No data to back up the headline? Anecdotally, sure there are a lot of layoffs, but what percentage of the total tech workforce is it? And how does the number of laid-off people compare to the number of existing open positions for devs?
According to this[1], there are 3.85mm tech jobs and 193,900 jobs added this year, so overall the industry grew. It reminds me of the people expecting house prices to fall 30% because interest rates went up a little -- there is still a ton of demand compared to the slightly increased supply on the market, so prices won't shift that much.
[1] https://www.computerworld.com/article/3542681/how-many-jobs-...
For moral reasons, I don't want to hire someone who worked at Facebook. For business reasons, I don't want to hire someone who was one of the worst performers at Facebook.
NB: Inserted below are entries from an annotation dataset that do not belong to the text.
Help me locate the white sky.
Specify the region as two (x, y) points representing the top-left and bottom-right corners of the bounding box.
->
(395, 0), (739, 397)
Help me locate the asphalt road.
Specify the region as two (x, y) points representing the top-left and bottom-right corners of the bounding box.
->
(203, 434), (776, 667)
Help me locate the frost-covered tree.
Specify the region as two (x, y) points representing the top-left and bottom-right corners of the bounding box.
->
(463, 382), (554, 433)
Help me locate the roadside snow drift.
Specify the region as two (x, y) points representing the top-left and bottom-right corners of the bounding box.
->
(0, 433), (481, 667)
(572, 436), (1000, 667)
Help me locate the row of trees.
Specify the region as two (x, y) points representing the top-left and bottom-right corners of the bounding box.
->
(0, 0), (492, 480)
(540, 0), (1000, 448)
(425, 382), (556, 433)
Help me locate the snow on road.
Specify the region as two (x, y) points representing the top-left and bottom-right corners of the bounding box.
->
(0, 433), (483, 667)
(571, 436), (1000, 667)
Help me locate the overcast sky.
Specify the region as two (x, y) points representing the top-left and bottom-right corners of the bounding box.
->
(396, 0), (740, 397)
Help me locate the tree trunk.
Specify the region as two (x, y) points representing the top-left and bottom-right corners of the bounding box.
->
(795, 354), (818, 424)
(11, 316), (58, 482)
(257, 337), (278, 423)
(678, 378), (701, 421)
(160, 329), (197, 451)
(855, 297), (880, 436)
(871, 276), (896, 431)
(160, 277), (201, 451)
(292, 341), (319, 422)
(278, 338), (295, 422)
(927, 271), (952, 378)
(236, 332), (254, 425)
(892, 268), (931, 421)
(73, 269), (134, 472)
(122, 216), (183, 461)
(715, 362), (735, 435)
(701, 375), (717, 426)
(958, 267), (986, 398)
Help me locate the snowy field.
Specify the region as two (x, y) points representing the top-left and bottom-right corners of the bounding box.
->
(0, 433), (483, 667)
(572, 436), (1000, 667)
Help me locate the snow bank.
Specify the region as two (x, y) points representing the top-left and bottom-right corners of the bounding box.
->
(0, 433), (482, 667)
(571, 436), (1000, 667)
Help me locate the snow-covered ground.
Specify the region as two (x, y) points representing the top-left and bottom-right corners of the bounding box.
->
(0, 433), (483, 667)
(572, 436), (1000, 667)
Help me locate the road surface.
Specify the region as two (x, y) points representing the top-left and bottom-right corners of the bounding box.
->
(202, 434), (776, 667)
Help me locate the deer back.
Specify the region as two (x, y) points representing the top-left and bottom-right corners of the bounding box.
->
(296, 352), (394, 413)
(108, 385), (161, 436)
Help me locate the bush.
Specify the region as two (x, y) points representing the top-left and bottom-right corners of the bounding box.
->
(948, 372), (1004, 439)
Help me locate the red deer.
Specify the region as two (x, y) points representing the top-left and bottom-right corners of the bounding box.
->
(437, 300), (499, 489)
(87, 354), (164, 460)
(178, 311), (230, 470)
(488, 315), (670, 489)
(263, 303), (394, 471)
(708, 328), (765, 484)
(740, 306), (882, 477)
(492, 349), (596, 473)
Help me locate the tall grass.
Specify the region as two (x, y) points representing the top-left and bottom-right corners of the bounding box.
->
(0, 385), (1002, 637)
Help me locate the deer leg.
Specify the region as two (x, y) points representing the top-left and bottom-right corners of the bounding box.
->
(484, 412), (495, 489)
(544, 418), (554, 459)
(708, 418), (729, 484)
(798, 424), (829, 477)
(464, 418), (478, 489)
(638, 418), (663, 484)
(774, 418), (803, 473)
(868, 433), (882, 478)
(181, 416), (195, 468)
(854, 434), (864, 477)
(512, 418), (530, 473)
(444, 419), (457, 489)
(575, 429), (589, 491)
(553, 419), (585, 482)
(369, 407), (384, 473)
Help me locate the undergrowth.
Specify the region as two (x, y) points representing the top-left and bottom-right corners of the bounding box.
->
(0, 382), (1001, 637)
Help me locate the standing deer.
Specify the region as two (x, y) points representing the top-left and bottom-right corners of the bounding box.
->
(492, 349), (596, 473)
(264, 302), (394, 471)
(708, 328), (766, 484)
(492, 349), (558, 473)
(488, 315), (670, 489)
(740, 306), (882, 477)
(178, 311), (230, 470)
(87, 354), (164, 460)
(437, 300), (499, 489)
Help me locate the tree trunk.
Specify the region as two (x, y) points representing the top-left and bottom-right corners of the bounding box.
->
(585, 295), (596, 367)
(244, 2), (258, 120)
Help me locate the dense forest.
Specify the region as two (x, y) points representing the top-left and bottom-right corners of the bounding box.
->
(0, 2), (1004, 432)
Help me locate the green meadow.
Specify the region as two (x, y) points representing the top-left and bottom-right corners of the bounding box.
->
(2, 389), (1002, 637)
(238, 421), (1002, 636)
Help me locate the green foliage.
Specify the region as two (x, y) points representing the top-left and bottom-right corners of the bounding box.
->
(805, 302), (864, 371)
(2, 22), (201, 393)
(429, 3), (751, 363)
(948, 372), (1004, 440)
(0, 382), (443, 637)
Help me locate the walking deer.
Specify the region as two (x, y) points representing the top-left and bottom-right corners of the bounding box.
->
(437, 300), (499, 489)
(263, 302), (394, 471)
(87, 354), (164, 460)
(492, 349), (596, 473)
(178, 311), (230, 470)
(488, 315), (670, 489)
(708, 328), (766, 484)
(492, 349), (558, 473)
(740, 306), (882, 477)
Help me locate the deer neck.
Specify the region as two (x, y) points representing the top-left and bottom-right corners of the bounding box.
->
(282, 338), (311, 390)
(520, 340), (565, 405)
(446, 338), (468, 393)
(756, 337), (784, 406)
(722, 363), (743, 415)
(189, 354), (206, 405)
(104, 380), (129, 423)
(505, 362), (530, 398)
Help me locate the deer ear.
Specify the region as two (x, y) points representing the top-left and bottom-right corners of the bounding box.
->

I expect many of these candidates will be laughed out of the room during the negotiating stage for asking for $300k total comp. The good times are over!
Software engineers looking for a job should consider the chip industry, which is not just about hardware engineers. Plenty of software engineer openings https://semiengineering.com/jobs/ and many are remote
Same question I had before: where are the numbers?
Seems like some companies are hoping to get great talent on the cheap (and pieces like this are trying to fan the flame of reduced employee costs), but I don't believe most of these layoffs affected large numbers of software engineers.
Would love for some numbers regarding this, but until I see stats on number of now-available software engineers I don't see any reason to believe this piece.